My brain is working overtime trying to find something positive in the cold weather that we have had on the east coast this winter. About the only thing I can come up with is that the chilling temperatures are the perfect excuse for braising meaty stews for supper. Lamb shanks are a cut that clearly illustrates why meat on the bone is so prized by serious cooks. The bones give up their gelatin to lend a wonderful texture to the sauce, and the meat is the personification of succulence. One of the reasons I love it is because (outside of the lamb shanks, which require a trip to the store), I can pull it off with ingredients that I have in the house--canned tomatoes, olives, vino, and other Mediterranean staples. It's what I am making for dinner tonight. (photo by Ben Fink)
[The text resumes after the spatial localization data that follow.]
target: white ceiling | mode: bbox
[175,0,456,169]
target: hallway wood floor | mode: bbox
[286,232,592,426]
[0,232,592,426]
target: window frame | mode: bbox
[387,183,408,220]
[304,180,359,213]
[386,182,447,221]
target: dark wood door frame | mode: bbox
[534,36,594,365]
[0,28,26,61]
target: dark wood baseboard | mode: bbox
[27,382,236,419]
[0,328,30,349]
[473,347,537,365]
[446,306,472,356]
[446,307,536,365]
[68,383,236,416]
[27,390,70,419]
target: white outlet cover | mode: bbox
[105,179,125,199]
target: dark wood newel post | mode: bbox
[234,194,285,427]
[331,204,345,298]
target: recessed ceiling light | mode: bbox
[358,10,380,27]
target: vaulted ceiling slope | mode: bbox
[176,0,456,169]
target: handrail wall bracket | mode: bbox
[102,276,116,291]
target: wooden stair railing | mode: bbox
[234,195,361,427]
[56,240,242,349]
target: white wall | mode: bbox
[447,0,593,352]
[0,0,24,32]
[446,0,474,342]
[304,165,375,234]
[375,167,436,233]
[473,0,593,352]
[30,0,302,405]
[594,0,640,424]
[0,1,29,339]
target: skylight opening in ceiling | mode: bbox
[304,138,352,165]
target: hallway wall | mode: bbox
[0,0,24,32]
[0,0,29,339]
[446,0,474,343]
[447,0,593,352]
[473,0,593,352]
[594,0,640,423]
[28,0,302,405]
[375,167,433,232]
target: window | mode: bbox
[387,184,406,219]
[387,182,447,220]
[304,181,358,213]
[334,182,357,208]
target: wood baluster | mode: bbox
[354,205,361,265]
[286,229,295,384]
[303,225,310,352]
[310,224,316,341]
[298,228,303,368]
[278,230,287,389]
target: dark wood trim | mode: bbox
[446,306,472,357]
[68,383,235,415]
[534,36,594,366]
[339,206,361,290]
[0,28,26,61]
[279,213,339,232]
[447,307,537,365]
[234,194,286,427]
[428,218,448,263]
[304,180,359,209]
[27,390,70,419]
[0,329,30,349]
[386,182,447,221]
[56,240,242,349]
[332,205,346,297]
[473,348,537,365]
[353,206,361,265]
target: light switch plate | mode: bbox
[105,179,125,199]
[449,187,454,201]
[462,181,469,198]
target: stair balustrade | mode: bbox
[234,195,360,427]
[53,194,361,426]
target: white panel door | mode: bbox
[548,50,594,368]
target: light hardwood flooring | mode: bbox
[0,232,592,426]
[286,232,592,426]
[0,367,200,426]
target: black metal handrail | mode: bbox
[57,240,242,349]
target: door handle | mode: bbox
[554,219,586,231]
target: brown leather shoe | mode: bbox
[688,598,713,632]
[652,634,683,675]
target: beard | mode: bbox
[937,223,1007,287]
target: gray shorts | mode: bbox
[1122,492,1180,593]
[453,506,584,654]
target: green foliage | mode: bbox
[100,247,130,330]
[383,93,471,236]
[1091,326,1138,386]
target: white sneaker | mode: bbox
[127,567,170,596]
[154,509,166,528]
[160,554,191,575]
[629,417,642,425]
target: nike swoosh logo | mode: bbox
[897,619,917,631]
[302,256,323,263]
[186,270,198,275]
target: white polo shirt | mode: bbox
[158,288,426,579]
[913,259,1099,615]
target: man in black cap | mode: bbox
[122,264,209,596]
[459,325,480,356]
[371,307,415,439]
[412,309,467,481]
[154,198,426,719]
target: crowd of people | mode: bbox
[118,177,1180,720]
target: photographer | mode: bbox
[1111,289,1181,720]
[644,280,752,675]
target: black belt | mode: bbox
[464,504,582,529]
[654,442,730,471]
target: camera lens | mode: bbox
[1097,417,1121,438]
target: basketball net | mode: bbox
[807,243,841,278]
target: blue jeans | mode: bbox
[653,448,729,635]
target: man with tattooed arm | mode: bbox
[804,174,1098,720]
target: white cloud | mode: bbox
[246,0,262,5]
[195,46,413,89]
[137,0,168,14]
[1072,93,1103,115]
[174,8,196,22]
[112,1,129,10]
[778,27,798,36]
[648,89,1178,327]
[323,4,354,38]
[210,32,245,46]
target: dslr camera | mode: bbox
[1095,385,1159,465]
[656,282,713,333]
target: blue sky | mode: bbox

Lamb Shanks with Feta and Olives
Makes 4 servings
Serve these spooned over orzo, macaroni, or rice, or with roasted potato wedges. Yes, you can use fresh rosemary, but add it to the sauce during the last 30 minutes of cooking or it will lose its flavor.
2 tablespoons olive oil, plus more as needed
4 lamb shanks, about 1 1/4 pounds each
1 teaspoon salt, plus more to taste
1/2 teaspoon freshly ground black pepper, plus more to taste
1 large onion, chopped
4 garlic cloves, finely chopped
1 cup hearty red wine, such as Shiraz
One 28-ounce can crushed tomatoes in puree
One 15 1/2-ounce can chopped tomatoes in juice
1 tablespoon crushed dried rosemary 1/2 teaspoon crushed hot red pepper
1 cup pitted and coarsely chopped kalamata olives
3/4 cup (6 ounces) crumbled feta cheese
1. Position a rack in the center of the oven and preheat to 300°F.
2. Heat the oil in a Dutch oven over medium-high heat. Season the lamb shanks with the salt and pepper. In batches, add them to the Dutch oven and cook, turning occasionally, until browned on all sides, about 5 minutes. Transfer to a plate.
3. If needed, add a little more oil to the Dutch oven and heat over medium heat. Add the onion and cook, stirring occasionally, until the onion is tender, about 5 minutes. Stir in the garlic and cook until it gives off its fragrance, about 1 minute. Add the wine and bring to a boil, stirring up the browned bits in the Dutch oven with a wooden spatula. Stir in the crushed tomatoes, diced tomatoes with their juice, rosemary, and hot pepper. Return the lamb shanks to the Dutch oven and bring to a boil.
4. Cover tightly and bake until the lamb is very tender, about 2 1/2 hours. During the last few minutes, stir in the olives.
5. Season the sauce with salt and pepper. Sprinkle the lamb shanks with the feta cheese. Serve hot.